Soon after the final, Krishnamurthy and Rajeshwari Gayakwad spoke about how having a sports psychologist with the team could have been helpful. They said that they would have had someone to talk to about what they go through during the long tours and high-pressure situations.

In 2019, Harmanpreet Kaur told this daily that the team had requested the board to have a sports psychologist travel with them to discuss things when the players are not fine. It did not transpire, and India went on to lose in another World Cup final in 2020, this time in the shortest format against Australia.

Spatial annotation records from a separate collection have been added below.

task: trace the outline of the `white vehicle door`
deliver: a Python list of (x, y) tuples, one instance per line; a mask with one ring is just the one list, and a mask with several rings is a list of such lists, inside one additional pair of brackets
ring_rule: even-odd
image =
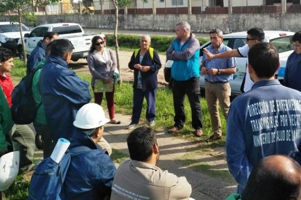
[(26, 54), (29, 55), (34, 48), (37, 46), (37, 44), (41, 40), (48, 30), (47, 27), (37, 27), (34, 28), (29, 34), (29, 38), (26, 38), (26, 44), (25, 49)]

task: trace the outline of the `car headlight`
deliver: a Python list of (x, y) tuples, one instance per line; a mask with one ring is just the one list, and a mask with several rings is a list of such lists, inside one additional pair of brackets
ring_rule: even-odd
[(14, 38), (6, 38), (5, 40), (7, 42), (13, 42)]

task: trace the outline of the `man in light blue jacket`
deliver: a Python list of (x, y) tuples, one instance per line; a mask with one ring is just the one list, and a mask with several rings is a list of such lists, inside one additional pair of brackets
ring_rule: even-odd
[(182, 21), (176, 25), (177, 38), (166, 52), (167, 60), (174, 60), (172, 66), (175, 124), (169, 130), (175, 132), (185, 122), (184, 98), (187, 94), (191, 108), (192, 126), (195, 134), (203, 134), (202, 110), (200, 104), (200, 42), (190, 32), (190, 25)]

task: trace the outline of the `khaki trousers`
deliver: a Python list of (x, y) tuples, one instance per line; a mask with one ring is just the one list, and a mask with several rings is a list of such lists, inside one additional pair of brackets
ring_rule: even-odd
[(205, 81), (205, 92), (208, 112), (210, 114), (213, 134), (222, 135), (222, 124), (218, 111), (218, 104), (227, 119), (230, 107), (231, 88), (229, 82), (213, 84)]

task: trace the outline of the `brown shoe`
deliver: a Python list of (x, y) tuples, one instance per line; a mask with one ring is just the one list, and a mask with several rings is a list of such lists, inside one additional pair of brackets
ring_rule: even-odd
[(218, 134), (213, 134), (210, 136), (210, 138), (208, 138), (206, 140), (207, 142), (213, 142), (215, 140), (221, 140), (222, 138), (222, 136), (219, 136)]
[(176, 132), (178, 131), (179, 130), (180, 130), (180, 128), (179, 128), (178, 127), (174, 126), (168, 130), (168, 132)]
[(195, 132), (195, 136), (196, 136), (197, 137), (200, 137), (202, 134), (203, 130), (201, 129), (198, 129), (197, 130), (196, 130), (196, 132)]

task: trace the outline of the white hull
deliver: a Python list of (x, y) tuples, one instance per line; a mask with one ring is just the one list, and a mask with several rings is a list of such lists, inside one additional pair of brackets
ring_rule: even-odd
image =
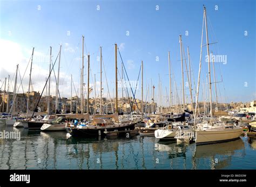
[(55, 131), (55, 130), (65, 130), (65, 124), (48, 124), (44, 123), (41, 127), (41, 130), (49, 130), (49, 131)]
[(154, 132), (152, 133), (142, 133), (139, 132), (139, 135), (141, 136), (154, 136)]
[(0, 124), (5, 124), (5, 119), (0, 119)]
[(6, 126), (13, 126), (16, 122), (16, 120), (6, 120)]
[(174, 139), (176, 130), (173, 129), (157, 129), (154, 131), (154, 137), (162, 140)]
[(231, 141), (239, 137), (242, 131), (242, 129), (240, 127), (232, 129), (198, 130), (196, 132), (196, 142), (197, 144), (210, 144)]
[(23, 127), (23, 123), (21, 121), (17, 121), (14, 123), (14, 127)]

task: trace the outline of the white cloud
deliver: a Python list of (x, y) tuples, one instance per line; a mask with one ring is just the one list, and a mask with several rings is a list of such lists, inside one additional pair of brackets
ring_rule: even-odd
[(64, 51), (68, 51), (71, 53), (75, 53), (75, 49), (70, 46), (70, 45), (69, 43), (64, 44)]
[[(67, 44), (65, 44), (65, 45), (69, 46), (69, 44), (68, 43)], [(22, 82), (24, 92), (26, 92), (28, 91), (30, 66), (28, 67), (25, 74), (24, 72), (31, 54), (32, 48), (27, 49), (13, 41), (0, 39), (0, 80), (3, 81), (5, 77), (8, 78), (8, 75), (10, 75), (10, 84), (11, 85), (10, 91), (11, 92), (12, 92), (14, 89), (15, 80), (14, 77), (15, 78), (16, 66), (18, 64), (19, 64), (19, 70), (22, 78), (24, 75)], [(31, 90), (32, 89), (33, 91), (39, 91), (39, 92), (41, 92), (43, 90), (45, 84), (45, 78), (49, 75), (49, 54), (45, 54), (43, 52), (36, 51), (35, 49), (31, 73), (32, 88), (31, 88)], [(57, 66), (56, 66), (55, 69), (55, 73), (57, 73)], [(53, 72), (51, 79), (50, 92), (51, 94), (55, 95), (56, 81)], [(67, 77), (65, 73), (61, 71), (59, 74), (60, 88), (59, 89), (62, 96), (69, 96), (69, 93), (71, 90), (70, 84), (68, 84), (64, 81), (67, 79), (70, 79), (70, 78)], [(17, 79), (17, 88), (19, 87), (18, 92), (22, 93), (23, 90), (22, 86), (20, 86), (21, 80), (19, 74), (18, 74)], [(65, 85), (60, 85), (61, 82), (65, 82), (64, 84)]]

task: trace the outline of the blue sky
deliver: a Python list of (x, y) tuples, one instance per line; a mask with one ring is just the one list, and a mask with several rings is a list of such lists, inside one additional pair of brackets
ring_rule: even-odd
[[(23, 74), (32, 48), (35, 47), (37, 53), (33, 60), (32, 82), (34, 89), (41, 91), (48, 72), (49, 47), (52, 46), (54, 61), (59, 44), (62, 44), (63, 47), (59, 89), (62, 96), (69, 96), (71, 73), (76, 87), (79, 86), (82, 35), (84, 35), (86, 45), (84, 53), (86, 54), (89, 52), (91, 55), (92, 73), (96, 74), (97, 81), (99, 81), (100, 70), (97, 57), (99, 55), (99, 46), (103, 47), (103, 57), (111, 95), (114, 80), (114, 44), (116, 43), (121, 50), (129, 79), (137, 80), (141, 60), (143, 60), (144, 88), (149, 85), (150, 86), (152, 79), (157, 87), (157, 96), (158, 74), (163, 96), (166, 95), (165, 87), (169, 92), (170, 51), (172, 72), (180, 98), (179, 35), (182, 35), (186, 58), (186, 48), (187, 46), (190, 47), (197, 84), (203, 4), (207, 9), (210, 43), (218, 42), (210, 46), (210, 52), (225, 56), (227, 60), (226, 64), (215, 64), (217, 81), (221, 81), (221, 77), (224, 81), (217, 86), (220, 101), (245, 102), (256, 99), (254, 1), (0, 1), (2, 53), (0, 55), (2, 57), (0, 57), (0, 79), (3, 81), (8, 74), (12, 77), (15, 65), (18, 63), (22, 66), (21, 73)], [(98, 5), (99, 10), (97, 10)], [(158, 10), (156, 6), (159, 6)], [(69, 31), (70, 36), (67, 34)], [(126, 34), (127, 31), (129, 36)], [(245, 36), (245, 31), (247, 36)], [(204, 81), (206, 81), (207, 70), (205, 58), (206, 49), (204, 47), (203, 50), (201, 81), (204, 79)], [(157, 57), (159, 57), (158, 61), (156, 61)], [(120, 71), (120, 62), (119, 58)], [(85, 58), (85, 72), (87, 73), (86, 66)], [(25, 87), (28, 84), (28, 72), (23, 81)], [(184, 75), (186, 81), (185, 72)], [(106, 96), (106, 81), (104, 75), (103, 77), (104, 93)], [(52, 78), (52, 85), (55, 84), (53, 79)], [(87, 83), (86, 78), (85, 81)], [(55, 94), (53, 86), (52, 94)], [(189, 94), (188, 89), (185, 92), (186, 95)], [(140, 91), (136, 95), (140, 98)], [(213, 92), (213, 96), (215, 97)], [(190, 101), (189, 98), (187, 102)], [(200, 98), (201, 99), (201, 95)], [(166, 102), (165, 98), (163, 102)]]

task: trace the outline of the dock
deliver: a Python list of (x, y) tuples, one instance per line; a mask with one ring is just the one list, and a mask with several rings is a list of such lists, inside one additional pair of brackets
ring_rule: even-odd
[(127, 133), (130, 135), (135, 135), (139, 133), (137, 129), (134, 130), (116, 130), (116, 131), (105, 131), (104, 132), (107, 136), (118, 136), (122, 135), (125, 136), (127, 135)]

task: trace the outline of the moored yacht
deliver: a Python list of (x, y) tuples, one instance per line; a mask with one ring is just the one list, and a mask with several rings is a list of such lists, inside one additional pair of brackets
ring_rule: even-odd
[[(133, 130), (136, 124), (130, 120), (119, 121), (117, 113), (96, 115), (92, 117), (92, 121), (90, 121), (88, 114), (82, 115), (84, 115), (82, 117), (83, 121), (76, 126), (75, 124), (67, 123), (67, 131), (72, 136), (104, 136), (104, 131)], [(80, 116), (78, 116), (77, 119), (79, 118), (81, 119)]]
[(55, 115), (46, 115), (43, 120), (40, 121), (32, 119), (27, 121), (28, 126), (25, 126), (25, 123), (23, 124), (24, 125), (24, 128), (28, 128), (29, 129), (40, 129), (44, 123), (46, 122), (51, 122), (54, 120), (55, 118)]
[(50, 122), (44, 123), (41, 129), (44, 131), (65, 131), (65, 127), (66, 117), (59, 116)]

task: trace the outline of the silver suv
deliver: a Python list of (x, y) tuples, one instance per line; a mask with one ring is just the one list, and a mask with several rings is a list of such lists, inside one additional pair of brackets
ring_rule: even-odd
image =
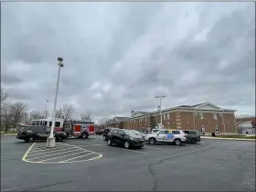
[(180, 145), (182, 143), (186, 143), (186, 135), (183, 131), (180, 130), (159, 130), (156, 133), (146, 134), (144, 141), (148, 142), (150, 144), (155, 144), (155, 143), (171, 143), (176, 145)]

Which is why, when India skipper Mithali Raj confirmed ahead of the New Zealand series that they have sports psychologist Dr. Mughda Bavare travelling with the team for the ODI World Cup, it was a much-welcomed move. Because for the first time, the team had someone to talk with. And the players are all-praise for the benefits of having a team psychologist. The latest among them was Harmanpreet, who after a poor run of form, found her touch in the final ODI and capitalised on it with a century in the first warm-up game.

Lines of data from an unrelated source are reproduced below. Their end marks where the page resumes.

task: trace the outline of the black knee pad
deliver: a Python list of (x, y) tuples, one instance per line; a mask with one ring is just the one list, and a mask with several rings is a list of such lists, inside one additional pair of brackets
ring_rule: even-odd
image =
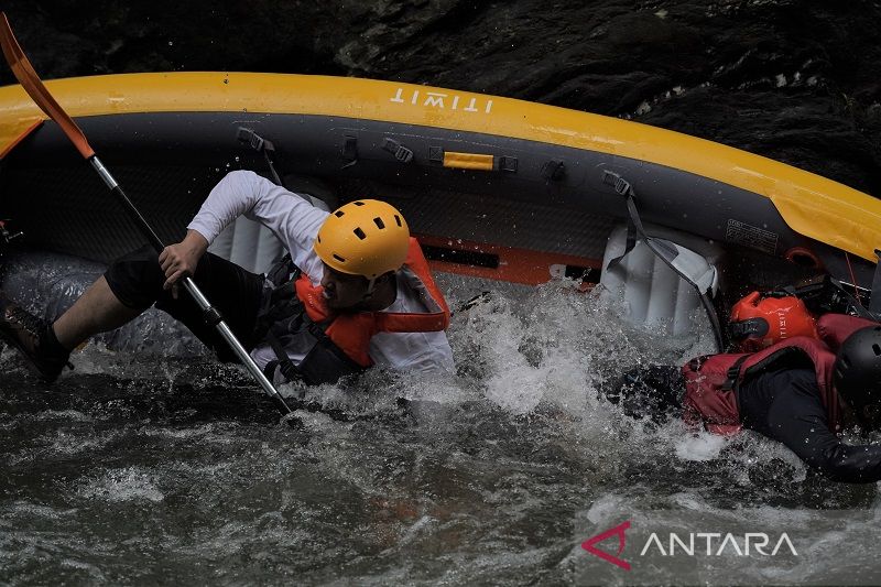
[(165, 274), (159, 265), (159, 253), (150, 244), (113, 261), (104, 274), (110, 291), (133, 309), (152, 306), (162, 294)]

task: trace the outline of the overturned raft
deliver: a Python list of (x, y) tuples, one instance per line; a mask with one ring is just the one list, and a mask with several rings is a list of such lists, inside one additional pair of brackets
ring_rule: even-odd
[[(718, 143), (562, 108), (300, 75), (131, 74), (47, 87), (166, 241), (226, 172), (269, 175), (270, 154), (289, 187), (331, 206), (358, 197), (398, 206), (436, 270), (514, 283), (600, 281), (629, 218), (620, 178), (652, 230), (725, 257), (724, 281), (741, 289), (830, 274), (868, 296), (881, 246), (881, 203), (867, 194)], [(19, 86), (0, 88), (0, 217), (29, 247), (108, 261), (141, 243)]]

The 32-year-old said that when she went into a shell after not scoring runs, Mugdha reached out to her and helped her figure out ways to get out of it. Earlier, Yastika Bhatia and S Meghana, too, spoke about how helpful it has been to have Dr. Mugdha travelling with the team.

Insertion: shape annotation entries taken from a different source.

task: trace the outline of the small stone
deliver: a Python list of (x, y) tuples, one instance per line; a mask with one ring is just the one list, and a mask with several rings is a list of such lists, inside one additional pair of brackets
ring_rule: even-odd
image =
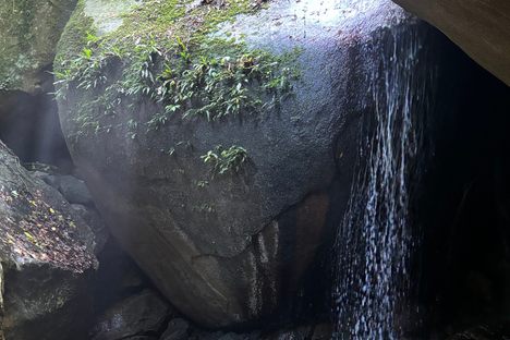
[(172, 319), (160, 340), (186, 340), (189, 338), (190, 324), (182, 318)]

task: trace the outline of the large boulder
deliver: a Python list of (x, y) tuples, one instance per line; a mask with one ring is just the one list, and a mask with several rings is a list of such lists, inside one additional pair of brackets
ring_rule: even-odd
[(477, 63), (510, 86), (510, 2), (393, 0), (442, 31)]
[(0, 90), (38, 93), (46, 85), (54, 50), (76, 0), (0, 3)]
[(94, 234), (1, 142), (0, 235), (0, 338), (86, 338)]
[(194, 321), (291, 313), (328, 270), (372, 69), (422, 24), (385, 0), (122, 3), (80, 1), (54, 64), (101, 215)]

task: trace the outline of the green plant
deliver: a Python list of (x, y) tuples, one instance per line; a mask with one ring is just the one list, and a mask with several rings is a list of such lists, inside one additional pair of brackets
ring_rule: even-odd
[(241, 146), (233, 145), (226, 149), (221, 145), (218, 145), (214, 150), (207, 151), (201, 158), (205, 163), (212, 166), (214, 173), (238, 173), (242, 165), (247, 160), (247, 153)]

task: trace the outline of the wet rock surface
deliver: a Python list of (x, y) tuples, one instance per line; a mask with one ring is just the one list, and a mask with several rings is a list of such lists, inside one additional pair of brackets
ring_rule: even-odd
[(98, 318), (90, 339), (121, 340), (154, 337), (161, 332), (172, 313), (161, 296), (154, 291), (144, 290), (107, 308)]
[(0, 230), (5, 339), (85, 339), (97, 268), (94, 234), (1, 143)]
[[(76, 22), (95, 20), (87, 3), (73, 14), (58, 58), (69, 53)], [(218, 28), (219, 35), (244, 37), (250, 50), (299, 50), (293, 66), (301, 80), (292, 84), (292, 98), (262, 117), (246, 111), (208, 122), (174, 114), (150, 130), (148, 121), (165, 108), (141, 93), (130, 97), (134, 110), (122, 101), (116, 107), (122, 114), (111, 120), (80, 113), (94, 90), (72, 88), (59, 99), (73, 159), (107, 224), (184, 315), (218, 328), (280, 323), (303, 305), (327, 305), (325, 296), (311, 304), (298, 296), (307, 294), (311, 272), (326, 282), (328, 269), (318, 257), (348, 201), (365, 109), (360, 96), (369, 86), (359, 57), (364, 46), (391, 38), (392, 28), (416, 25), (390, 1), (274, 1)], [(101, 32), (101, 38), (120, 27)], [(122, 63), (111, 68), (114, 83), (125, 70)], [(77, 116), (113, 127), (81, 137), (87, 131)], [(215, 175), (201, 158), (219, 145), (246, 150), (238, 173)]]

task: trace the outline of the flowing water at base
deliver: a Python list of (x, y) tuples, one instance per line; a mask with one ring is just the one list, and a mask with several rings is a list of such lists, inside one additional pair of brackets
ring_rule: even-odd
[[(339, 228), (336, 302), (337, 339), (402, 339), (410, 304), (410, 262), (417, 234), (412, 230), (410, 193), (417, 180), (427, 89), (434, 78), (424, 60), (423, 36), (410, 29), (374, 53), (371, 92), (361, 141), (357, 178)], [(422, 58), (423, 57), (423, 58)]]

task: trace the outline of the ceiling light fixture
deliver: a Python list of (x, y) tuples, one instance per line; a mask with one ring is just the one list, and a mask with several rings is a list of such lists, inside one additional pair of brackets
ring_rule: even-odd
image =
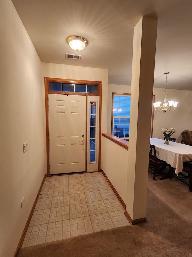
[(67, 42), (70, 47), (78, 52), (82, 50), (87, 44), (87, 41), (81, 36), (72, 36), (67, 39)]
[[(178, 102), (172, 101), (172, 100), (171, 100), (170, 101), (168, 101), (169, 105), (168, 105), (168, 104), (166, 102), (167, 95), (167, 74), (169, 74), (169, 72), (165, 72), (165, 74), (166, 74), (166, 81), (165, 82), (165, 98), (164, 99), (164, 104), (163, 104), (163, 105), (161, 106), (160, 105), (161, 102), (160, 102), (159, 101), (153, 104), (153, 107), (155, 109), (155, 111), (163, 111), (164, 113), (165, 113), (167, 111), (173, 111), (175, 109), (176, 107), (177, 107), (177, 104), (178, 103)], [(171, 108), (172, 107), (174, 108), (173, 110)]]

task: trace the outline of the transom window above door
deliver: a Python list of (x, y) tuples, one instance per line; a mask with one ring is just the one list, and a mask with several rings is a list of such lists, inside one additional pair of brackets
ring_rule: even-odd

"After I spoke to her, I felt I was actually looking for that. I had things in my mind, but I was not aware of it because of lot of pressure, but after talking to her I got the solutions. I got clear ideas after talking to her, those things really helped during the last 2-3 games. I'm sure the team is also benefiting from her, because I can see she's continuously talking to all the players, which is very important and that will really help us," Harmanpreet said during a press conference on Wednesday.

While the conversation around mental health has gained significance over the years, it has only gotten even more important in the last couple, with the bio-bubbles and quarantines kicking in. New Zealand superstars Sophie Devine and Amelia Kerr took a break last year. Recently, Australia pacer Hannah Darlington and England spinner Sarah Glenn opted out of the World Cup, citing mental health and well-being reasons.

Consulting sports psychologist Priyanka Prabhakar, who has worked with the Indian hockey teams and several cricketers, said that a lot of pre-competition work goes on, especially before a high-pressure event like the World Cup.

"When you are not travelling and hearing from them (players), you won't be able to understand the missing link or gap. But, when you actually go and see, you'll be able to see things from a psychological perspective and you end up asking the players the right questions and understand them better," she said.

She felt that if the psychologist is being with the team, they could sense the mood and energy level of the players and talk to them about the things they can and cannot control, adding, “Psychologists will help them to take responsibility for things they can control, challenge their doubts and give them confidence, which will help the team.”

Priyanka added that with Covid around, the pressure has increased multifold. “The responsibility of not being the person to get infected and spreading it to others (for the players) means that there is a constant fear. When the physical environment isn’t safe, mentally you will not feel safe. That can create added pressure. And they are not just athletes, they have families and things can be going on in their personal life. It’s very important for them to know how to unwind even with the way the situation is right now,” she said.

Going into the ODI World Cup, India are among the favourites to reach at least the top four despite the recent results. In 2017 and 2020, they almost got their hands on the ICC trophy before succumbing to pressure. This time, however, irrespective of whether they go full-length or not from there, they have given themselves the best chance to handle it mentally when the pressure piles on.